I went to Word Soup last night in Preston, it was their 1st birthday! All grown up.  Anyway I heard a lot of good poetry and it was a lovely venue.  I was on the open mic and did For Dicks and Linguistic Approaches to Love.  Here’s the latter, you’ve all heard For Dicks enough by now I’m sure.  Video recorded by Norman Hadley.

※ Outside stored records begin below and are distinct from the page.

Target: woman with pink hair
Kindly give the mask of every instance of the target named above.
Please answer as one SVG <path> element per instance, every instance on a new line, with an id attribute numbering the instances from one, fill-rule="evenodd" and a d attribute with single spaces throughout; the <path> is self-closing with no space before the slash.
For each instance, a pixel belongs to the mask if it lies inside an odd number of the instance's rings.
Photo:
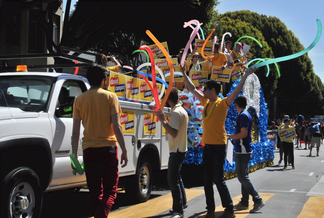
<path id="1" fill-rule="evenodd" d="M 231 53 L 231 56 L 232 57 L 233 61 L 238 59 L 240 61 L 243 63 L 243 58 L 244 57 L 244 54 L 242 52 L 242 45 L 239 42 L 236 43 L 236 46 L 233 48 L 233 51 L 232 51 Z"/>

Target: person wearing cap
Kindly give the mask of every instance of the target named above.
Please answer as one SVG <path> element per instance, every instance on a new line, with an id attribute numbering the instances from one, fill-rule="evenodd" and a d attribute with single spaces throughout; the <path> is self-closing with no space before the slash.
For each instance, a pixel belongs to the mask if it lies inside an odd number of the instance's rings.
<path id="1" fill-rule="evenodd" d="M 280 130 L 289 129 L 293 127 L 289 125 L 290 124 L 290 120 L 289 118 L 285 118 L 284 120 L 284 126 L 280 128 Z M 293 169 L 295 169 L 295 165 L 294 162 L 294 139 L 290 139 L 286 141 L 282 142 L 281 143 L 284 149 L 284 169 L 287 169 L 288 153 L 290 155 L 292 166 Z"/>
<path id="2" fill-rule="evenodd" d="M 224 70 L 227 66 L 227 60 L 225 54 L 219 51 L 219 44 L 215 43 L 214 46 L 214 57 L 208 59 L 208 61 L 212 63 L 212 66 L 221 67 L 222 69 Z"/>
<path id="3" fill-rule="evenodd" d="M 311 138 L 310 140 L 310 151 L 309 156 L 312 156 L 312 149 L 313 147 L 316 146 L 317 154 L 316 156 L 318 155 L 319 147 L 321 146 L 321 132 L 319 132 L 319 123 L 317 122 L 311 122 L 310 126 L 308 130 Z"/>

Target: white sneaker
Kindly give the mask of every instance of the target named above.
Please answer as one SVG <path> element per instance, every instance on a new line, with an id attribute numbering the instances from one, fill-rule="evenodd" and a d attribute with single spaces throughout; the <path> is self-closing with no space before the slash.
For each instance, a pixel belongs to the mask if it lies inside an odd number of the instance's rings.
<path id="1" fill-rule="evenodd" d="M 184 217 L 184 214 L 181 214 L 179 213 L 173 213 L 172 216 L 170 217 L 170 218 L 183 218 Z"/>

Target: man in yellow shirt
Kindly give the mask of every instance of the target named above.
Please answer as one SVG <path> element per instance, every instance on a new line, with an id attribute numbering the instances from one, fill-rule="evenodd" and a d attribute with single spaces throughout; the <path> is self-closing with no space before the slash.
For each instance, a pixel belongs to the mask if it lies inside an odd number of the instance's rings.
<path id="1" fill-rule="evenodd" d="M 205 83 L 203 94 L 199 92 L 185 73 L 186 66 L 180 65 L 185 83 L 189 90 L 204 106 L 202 110 L 203 132 L 202 142 L 204 143 L 202 152 L 202 167 L 205 195 L 207 206 L 206 218 L 215 216 L 215 201 L 213 183 L 216 185 L 222 201 L 224 213 L 220 218 L 235 217 L 233 201 L 224 178 L 226 141 L 225 120 L 228 109 L 244 86 L 247 77 L 256 69 L 250 68 L 237 84 L 233 92 L 223 99 L 218 98 L 221 84 L 219 81 L 210 79 Z"/>
<path id="2" fill-rule="evenodd" d="M 292 126 L 289 125 L 290 124 L 290 120 L 289 118 L 286 118 L 284 120 L 284 126 L 280 128 L 280 130 L 289 129 L 293 127 Z M 295 165 L 294 164 L 294 139 L 290 139 L 281 142 L 282 143 L 283 148 L 284 148 L 284 169 L 287 169 L 288 152 L 290 155 L 291 166 L 293 167 L 293 169 L 295 169 Z"/>
<path id="3" fill-rule="evenodd" d="M 96 218 L 107 217 L 116 198 L 118 183 L 118 142 L 122 151 L 121 164 L 127 165 L 128 158 L 117 96 L 103 89 L 107 71 L 93 64 L 87 77 L 91 86 L 75 98 L 73 105 L 72 152 L 78 157 L 81 122 L 84 128 L 82 139 L 83 162 L 91 204 Z M 71 166 L 74 169 L 73 166 Z"/>

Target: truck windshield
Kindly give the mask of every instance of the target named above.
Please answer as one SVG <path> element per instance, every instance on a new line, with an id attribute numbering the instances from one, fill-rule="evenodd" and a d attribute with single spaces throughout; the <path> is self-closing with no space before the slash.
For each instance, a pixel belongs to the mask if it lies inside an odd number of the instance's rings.
<path id="1" fill-rule="evenodd" d="M 25 111 L 45 111 L 56 79 L 45 76 L 0 74 L 0 107 L 17 108 Z"/>

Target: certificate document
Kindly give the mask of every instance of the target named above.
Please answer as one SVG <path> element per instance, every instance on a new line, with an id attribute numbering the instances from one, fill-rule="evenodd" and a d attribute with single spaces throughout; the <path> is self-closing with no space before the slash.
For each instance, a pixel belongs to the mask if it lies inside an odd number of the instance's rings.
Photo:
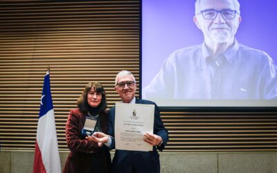
<path id="1" fill-rule="evenodd" d="M 152 146 L 143 140 L 153 134 L 154 105 L 116 103 L 114 125 L 116 149 L 148 152 Z"/>

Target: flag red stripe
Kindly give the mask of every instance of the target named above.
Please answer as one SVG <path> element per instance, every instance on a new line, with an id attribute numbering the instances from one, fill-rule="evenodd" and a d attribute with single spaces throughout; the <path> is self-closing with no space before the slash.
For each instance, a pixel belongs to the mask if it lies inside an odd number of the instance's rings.
<path id="1" fill-rule="evenodd" d="M 42 162 L 42 156 L 40 152 L 39 147 L 37 145 L 37 140 L 35 141 L 35 160 L 34 160 L 34 173 L 46 173 L 44 165 Z"/>

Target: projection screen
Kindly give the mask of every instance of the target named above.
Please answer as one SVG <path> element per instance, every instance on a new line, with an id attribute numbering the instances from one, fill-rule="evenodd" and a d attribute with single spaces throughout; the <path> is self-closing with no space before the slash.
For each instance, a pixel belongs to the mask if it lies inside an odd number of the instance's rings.
<path id="1" fill-rule="evenodd" d="M 143 0 L 141 98 L 159 107 L 276 107 L 277 1 L 239 2 L 235 45 L 217 61 L 197 57 L 210 49 L 193 21 L 195 1 Z"/>

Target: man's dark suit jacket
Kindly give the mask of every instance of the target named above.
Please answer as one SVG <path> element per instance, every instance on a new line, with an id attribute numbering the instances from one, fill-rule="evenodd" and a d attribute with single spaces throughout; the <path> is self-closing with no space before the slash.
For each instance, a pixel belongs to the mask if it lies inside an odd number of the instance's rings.
<path id="1" fill-rule="evenodd" d="M 161 136 L 163 143 L 159 147 L 153 147 L 150 152 L 136 152 L 116 149 L 112 161 L 114 173 L 158 173 L 160 172 L 159 155 L 157 148 L 162 151 L 168 140 L 168 132 L 164 127 L 157 106 L 153 102 L 136 99 L 136 104 L 154 104 L 154 134 Z M 115 148 L 114 118 L 115 107 L 108 113 L 108 134 L 113 138 L 110 149 Z M 120 115 L 118 115 L 120 116 Z"/>

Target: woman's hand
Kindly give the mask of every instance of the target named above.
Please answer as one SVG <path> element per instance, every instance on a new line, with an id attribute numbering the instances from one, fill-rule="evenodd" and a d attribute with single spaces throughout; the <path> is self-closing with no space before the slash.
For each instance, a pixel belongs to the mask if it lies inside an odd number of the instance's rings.
<path id="1" fill-rule="evenodd" d="M 103 143 L 107 143 L 108 142 L 109 136 L 102 132 L 94 132 L 91 136 L 87 136 L 86 139 L 102 143 L 102 145 Z"/>

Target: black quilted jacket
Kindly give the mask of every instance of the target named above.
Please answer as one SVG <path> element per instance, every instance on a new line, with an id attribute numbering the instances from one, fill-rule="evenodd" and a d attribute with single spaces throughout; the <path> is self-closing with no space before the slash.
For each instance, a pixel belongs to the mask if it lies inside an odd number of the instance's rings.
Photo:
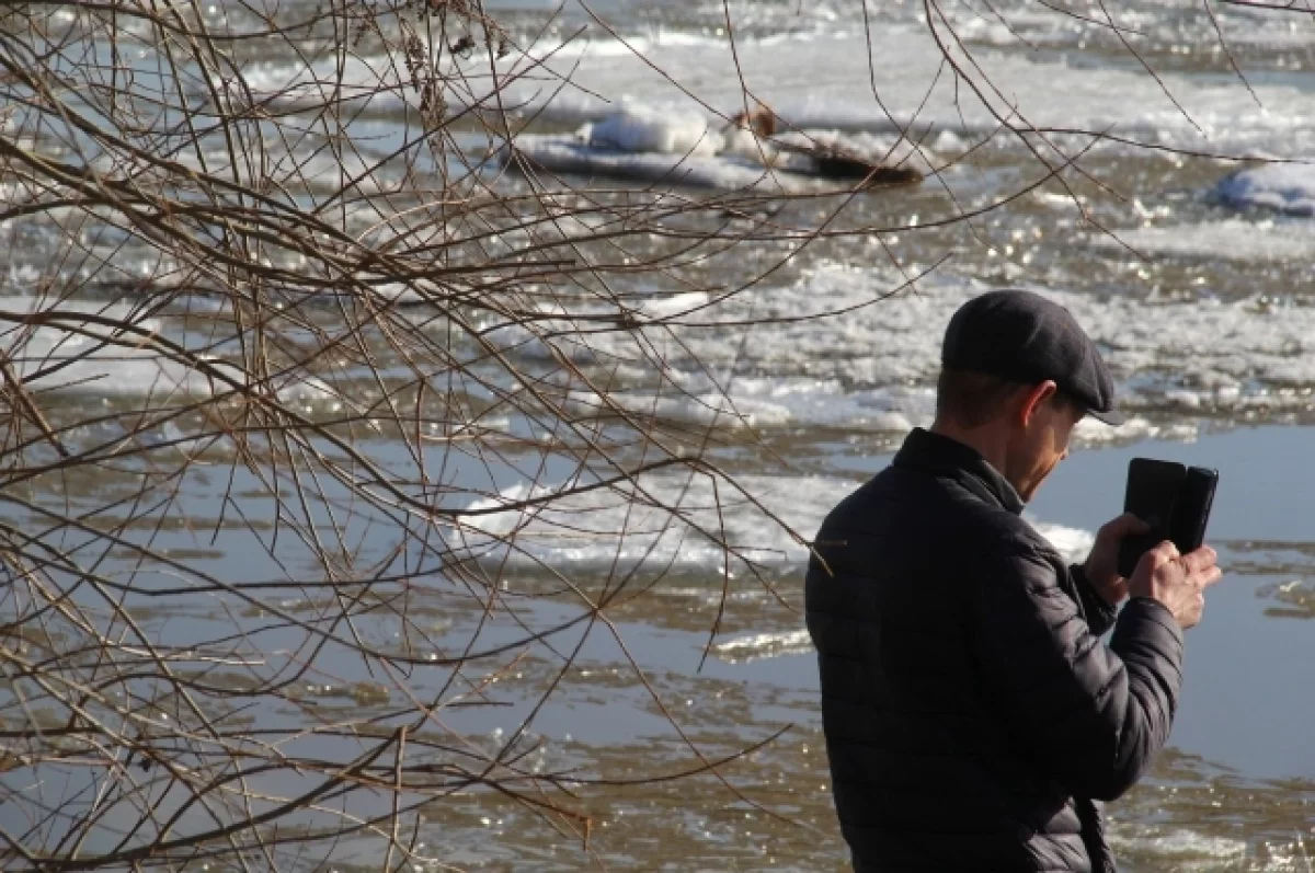
<path id="1" fill-rule="evenodd" d="M 809 564 L 832 790 L 857 870 L 1114 869 L 1097 801 L 1169 736 L 1182 631 L 1114 610 L 976 451 L 914 431 Z"/>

Linguistic Approaches to Love

I could reminisce about the sibilance in your uncertain sounds
the fricatives of your fucks, the vowels in your moans.
Could dot-to-dot the consonants that construct your 
harsh-angry-hate and make of them a petal, bloomed.
Could take the condemnations, the indignations
dissolve them into sheer potential of hope.
I could reword your sentences, edit your paragraphs 
recast you as a whole different character to the world.
Could take your adjectives away until you’re forgiven
for all the words you played with.
Could crush all the verbs into letters with no meaning
till we’re left with no substance - too.
Just people trapped in the present with no action
gaining no traction, just stagnant and blue.
It’s the beauty of love, 

that we’d do anything for you.

Human Cartographer

[October - the ‘sex’ month.]

We christen every room with impressions
the curve of our backs, the stick of saliva dabbing our necks;
Da Vinci’s got nothing on the way we paint with our hands
the picture of love. (I didn’t just say that word.)
We exchange and engage in senses that don’t even exist,
not just touch and taste, smell, feel, sight, but deeper than that.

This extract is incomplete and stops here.